Le Nouvelliste : Quelle est la durée de la protection du droit d’auteur ?
Me Patrick Laurent : L’article 20 du décret régissant les droits d’auteur en Haïti stipule: « …les droits patrimoniaux sur une œuvre sont protégés pendant la vie de l’auteur et 60 ans après sa mort. » A l’inverse, les droits moraux sont illimités dans le temps; ils sont imprescriptibles, inaliénables et transmissibles à cause de mort aux héritiers de l’auteur ou conférés à un tiers en vertu des dispositions testamentaires.

Le Nouvelliste : Peut-on reproduire l’œuvre d’un auteur sans avoir son consentement ?
Me Patrick Laurent : Pendant la durée des droits patrimoniaux, toute reproduction ou représentation de l’œuvre sans le consentement du titulaire de ces droits (l’auteur ou ses ayants droit) est en principe interdite et illégale.

Le Nouvelliste : Le droit d’auteur peut-il être cédé ?
Me Patrick Laurent : En vertu de l’article 33, 1er alinéa du décret susmentionné, la cession totale des droits patrimoniaux sur les œuvres futures est nulle. L’alinéa 2 de ce même article précise que les droits moraux ne sont pas cessibles entre vifs (donner du vivant de l’auteur) mais le sont par voie testamentaire ou par l’effet de la loi à cause de mort. Ce qu’il faut retenir, c’est que l’auteur peut librement céder ses droits patrimoniaux (reproduction, adaptation, traduction, etc.).
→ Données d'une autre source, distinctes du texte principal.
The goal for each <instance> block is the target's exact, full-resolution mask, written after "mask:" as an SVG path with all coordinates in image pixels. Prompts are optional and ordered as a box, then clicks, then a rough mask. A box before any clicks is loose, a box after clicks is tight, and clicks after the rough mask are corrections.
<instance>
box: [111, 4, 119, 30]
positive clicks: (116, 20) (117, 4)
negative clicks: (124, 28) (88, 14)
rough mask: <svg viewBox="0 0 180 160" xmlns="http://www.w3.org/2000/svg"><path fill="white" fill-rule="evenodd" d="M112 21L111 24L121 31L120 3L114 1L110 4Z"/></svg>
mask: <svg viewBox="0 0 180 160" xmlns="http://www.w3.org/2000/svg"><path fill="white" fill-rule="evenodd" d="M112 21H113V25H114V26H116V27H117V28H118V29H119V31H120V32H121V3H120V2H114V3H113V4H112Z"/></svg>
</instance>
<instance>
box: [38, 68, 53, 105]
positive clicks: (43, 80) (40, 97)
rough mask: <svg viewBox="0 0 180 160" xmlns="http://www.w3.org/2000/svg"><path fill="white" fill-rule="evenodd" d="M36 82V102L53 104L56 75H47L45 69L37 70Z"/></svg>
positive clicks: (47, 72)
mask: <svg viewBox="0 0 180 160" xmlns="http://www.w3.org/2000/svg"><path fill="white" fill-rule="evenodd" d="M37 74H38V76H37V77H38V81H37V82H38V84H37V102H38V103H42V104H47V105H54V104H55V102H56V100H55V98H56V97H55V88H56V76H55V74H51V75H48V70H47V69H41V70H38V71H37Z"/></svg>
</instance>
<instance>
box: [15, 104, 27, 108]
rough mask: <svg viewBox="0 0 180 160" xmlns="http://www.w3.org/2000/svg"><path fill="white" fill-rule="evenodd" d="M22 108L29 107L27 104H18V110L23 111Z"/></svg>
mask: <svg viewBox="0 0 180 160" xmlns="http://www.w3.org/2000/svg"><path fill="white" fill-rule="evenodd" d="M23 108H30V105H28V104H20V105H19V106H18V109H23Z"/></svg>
Le Nouvelliste : Est-ce qu’une émission de radio est protégée par le droit d’auteur ?
Me Patrick Laurent : Certainement oui. Il faut noter que les théoriciens du droit d’auteur évoquant des émissions de radio parlent du droit connexe ou droit voisin ; l’article 50 du décret sur les droits d’auteur en Haïti se lit comme suit : « La durée de protection à accorder aux émissions de radiodiffusion est une période de 25 ans à compter de la fin de l’année où l’émission a eu lieu. »

Le Nouvelliste : Est-ce qu’une foire du livre, la musique, le cinéma sont protégés par le droit d’auteur ?
Me Patrick Laurent : La foire peut se définir comme une grande activité artistique, industrielle ou commerciale où sont présentés des produits nouveaux ou des techniques nouvelles. Dans la foire du livre, on peut présenter de nouveaux livres, des auteurs en signature, etc. N’importe quelle institution peut organiser une foire du livre, de musique. Donc, la foire en tant que telle n’est pas protégée par le droit d’auteur. Cependant, l’appellation d’une foire, c’est-à-dire le nom original attribué à la foire, peut être protégée par la propriété Industrielle comme étant « une marque ». Par exemple, une école peut organiser une foire du livre, mais cette école ne peut pas appeler son activité : « LIVRES EN FOLIE », car cette appellation, ce nom étant une marque est la propriété d’une autre institution.

Le Nouvelliste : Est-ce que l’auteur d’un livre doit nécessairement faire enregistrer son œuvre au Bureau du Droit d’Auteur pour avoir droit à la protection de son œuvre?
Me Patrick Laurent : Un auteur n’a pas besoin d’enregistrer son œuvre pour avoir droit à la protection que lui confère le droit d’auteur ; le droit existe, la protection existe par le seul fait de sa création. Ainsi, on ne saurait distribuer, reproduire, traduire l’ouvrage d’un auteur sous prétexte que cette œuvre n’est pas préalablement enregistrée par son auteur.